NULL

Putin has overplayed his hand – but is the West bluffing?

Olga Sukhenko, the mayor of of Motyzhyn, a satellite town of Kyiv, was found dead – dumped with her husband and son in a pit grave when the town was liberated by Ukrainian forces five days ago. She had been kidnapped by Putin’s soldiers on 23rd March. Her execution, presumably after torture and threats to the lives of her husband and son, was the price of refusing to betray her community and country by cooperating with those bent on their destruction. She is one of hundreds and thousands of the civilian victims of Putin’s war crimes.

Putin’s war on Ukraine is simply so wrong that it cannot be allowed to succeed in any colourable way. Off-ramps are no longer the issue; defeat for Putin is the only acceptable outcome. Western leaders have no option but to back the Ukrainian army in its fight for the freedom and integrity of their democracy.

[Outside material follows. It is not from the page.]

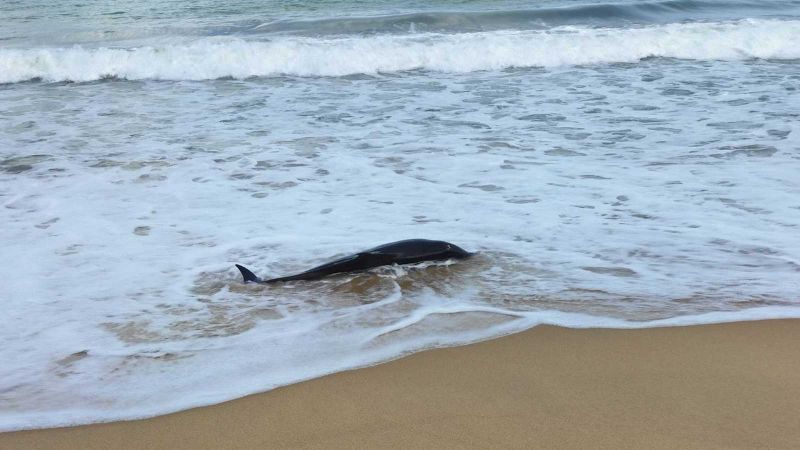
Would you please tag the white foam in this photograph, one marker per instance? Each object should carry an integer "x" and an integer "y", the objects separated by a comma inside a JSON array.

Military victory of any kind for Putin will unravel the credibility and cohesion of the free world, plunge it into recrimination, and bring about every risk of a total European war within less than five years. This is the bleak scenario with which we are faced; it is all of our problem now.

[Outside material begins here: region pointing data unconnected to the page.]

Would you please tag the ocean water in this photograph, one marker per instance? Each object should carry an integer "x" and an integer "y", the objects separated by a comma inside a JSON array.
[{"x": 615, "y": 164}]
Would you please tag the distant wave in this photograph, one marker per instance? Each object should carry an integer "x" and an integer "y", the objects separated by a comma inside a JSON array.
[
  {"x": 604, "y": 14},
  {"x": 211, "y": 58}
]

Putin’s evil determination to put the Ukraine into a veritable meatgrinder is repugnant. He thinks that he can rain down such destruction on the people, economy and infrastructure of Ukraine that they will in the end opt to come to terms with his demands. That simply cannot be permitted.

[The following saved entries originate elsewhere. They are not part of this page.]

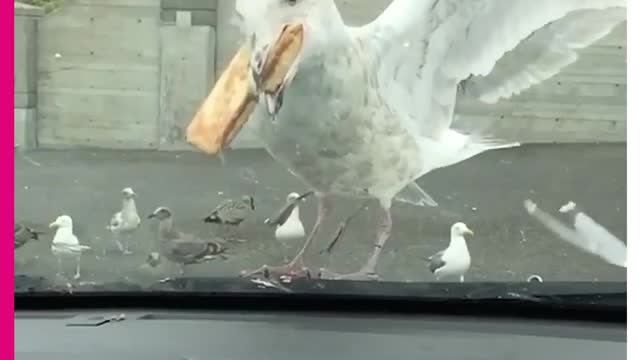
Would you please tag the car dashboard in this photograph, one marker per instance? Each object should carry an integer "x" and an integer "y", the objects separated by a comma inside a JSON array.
[{"x": 240, "y": 335}]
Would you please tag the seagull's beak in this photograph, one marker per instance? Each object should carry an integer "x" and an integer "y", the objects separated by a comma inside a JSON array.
[{"x": 233, "y": 99}]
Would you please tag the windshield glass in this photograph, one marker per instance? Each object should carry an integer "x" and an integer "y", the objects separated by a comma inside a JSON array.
[{"x": 290, "y": 141}]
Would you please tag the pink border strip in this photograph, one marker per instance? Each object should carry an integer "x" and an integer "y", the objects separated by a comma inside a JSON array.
[{"x": 6, "y": 106}]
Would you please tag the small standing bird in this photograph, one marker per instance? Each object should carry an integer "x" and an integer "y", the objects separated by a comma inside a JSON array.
[
  {"x": 153, "y": 259},
  {"x": 287, "y": 220},
  {"x": 231, "y": 212},
  {"x": 180, "y": 248},
  {"x": 126, "y": 221},
  {"x": 454, "y": 260},
  {"x": 23, "y": 234},
  {"x": 65, "y": 243},
  {"x": 534, "y": 278}
]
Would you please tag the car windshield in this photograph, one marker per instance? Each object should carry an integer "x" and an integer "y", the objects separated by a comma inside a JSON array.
[{"x": 286, "y": 142}]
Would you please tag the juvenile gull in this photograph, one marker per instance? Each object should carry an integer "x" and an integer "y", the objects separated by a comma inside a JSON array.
[
  {"x": 180, "y": 248},
  {"x": 365, "y": 111},
  {"x": 23, "y": 234},
  {"x": 231, "y": 212},
  {"x": 65, "y": 244},
  {"x": 587, "y": 234},
  {"x": 454, "y": 261},
  {"x": 126, "y": 221}
]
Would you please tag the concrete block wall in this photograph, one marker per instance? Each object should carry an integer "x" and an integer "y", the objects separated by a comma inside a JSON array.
[
  {"x": 131, "y": 74},
  {"x": 187, "y": 66},
  {"x": 25, "y": 74},
  {"x": 585, "y": 103},
  {"x": 98, "y": 75}
]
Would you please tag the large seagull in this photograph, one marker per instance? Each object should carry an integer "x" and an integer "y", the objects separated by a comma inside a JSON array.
[{"x": 365, "y": 111}]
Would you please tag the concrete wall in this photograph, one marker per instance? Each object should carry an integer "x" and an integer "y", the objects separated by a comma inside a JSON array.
[
  {"x": 98, "y": 74},
  {"x": 187, "y": 68},
  {"x": 131, "y": 74},
  {"x": 25, "y": 74},
  {"x": 586, "y": 102}
]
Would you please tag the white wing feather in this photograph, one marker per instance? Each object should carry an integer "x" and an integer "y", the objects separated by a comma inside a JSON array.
[
  {"x": 428, "y": 47},
  {"x": 588, "y": 235}
]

The West has to tighten the sanctions screw further and further. The West has to give the Ukrainians every necessary type of military equipment to ensure not merely that they survive but so that Putin’s military and security apparatus concludes that it will fail utterly in following Putin’s commands.

The Russian people are fed lies and propaganda; but they are not to be taken for fools. The West must get the message through to them. They will not win this war and the longer it goes on the more permanent will be the damage that sanctions will do to them. If they want to revert to Soviet-style boundaries for Kremlin power, they will have to live permanently with Soviet style economics and Soviet-style queues.

If the European states have to suffer an energy cut-off, that is a price worth paying to stop Putin’s plan to subjugate their eastern flank and threaten their freedom.

If Putin’s government does not sustain a defeat, the Moscow-Beijing totalitarian alliance will unleash wars in pursuit of a joint aim to become the dominant force on this planet. If, on the other hand, Putin is beaten, Beijing will have to recalibrate its aims. The West has to demonstrate to Beijing that in backing Putin, it is backing a loser. Sadly, the West’s choice is as stark as that.

What is the alternative? Allow Putin to grab part of Ukraine? Allow him to hold out the example of Ukraine to Baltic and Caucasus states? Allow him to subvert and manipulate emerging democracies in the Balkans? Allow western Europe to become a hostage to Putin by reopening gas pipelines? Allow him to impose huge damage on Western economies without consequence? Resume normal relations with his kleptocracy? Open Europe again to his cohort of oligarchs? Pretend, as we have done, that we don’t notice Russia’s cyberwarfare on services, including the HSE? Pretend to forget Litvinenko, the Salisbury poisonings, and FSB campaigns of intimidation and blackmail? Resume business as usual, leaving Ukraine a charred wreck – Putin’s charnel house?

These simply aren’t options now. Putin has over-played his hand and has asked to see the West’s cards. Is the West bluffing? In the end, any off-ramps on Putin’s terms are really no more than exits stage-left for the survival of European democracy. It is not a matter of demanding regime-change in Moscow; if Putin is the loser in Ukraine, the Russian people will realise that soon enough. His fate will lie in the hands of his own people then.

There is no alternative but to supply Kyiv with the hardware, intelligence, and logistical support it needs to beat off the Russian bear. Russian ships in the Black Sea launching missiles at Odesa are themselves vulnerable to missiles if the Ukrainians are given them.

Looking at images of destroyed Russian armour, and considering the accounts given by Russian deserters, Putin’s capacity to prosecute or sustain his war in Ukraine is very limited. His generals know him now as a bloodthirsty gambler with no winning streak. They know that a succession of Aleppo and Grozny-like sieges will backfire in Europe where the eyes of the world are watching their every action.

Putin is not immune from consequences; his army and his people must face them.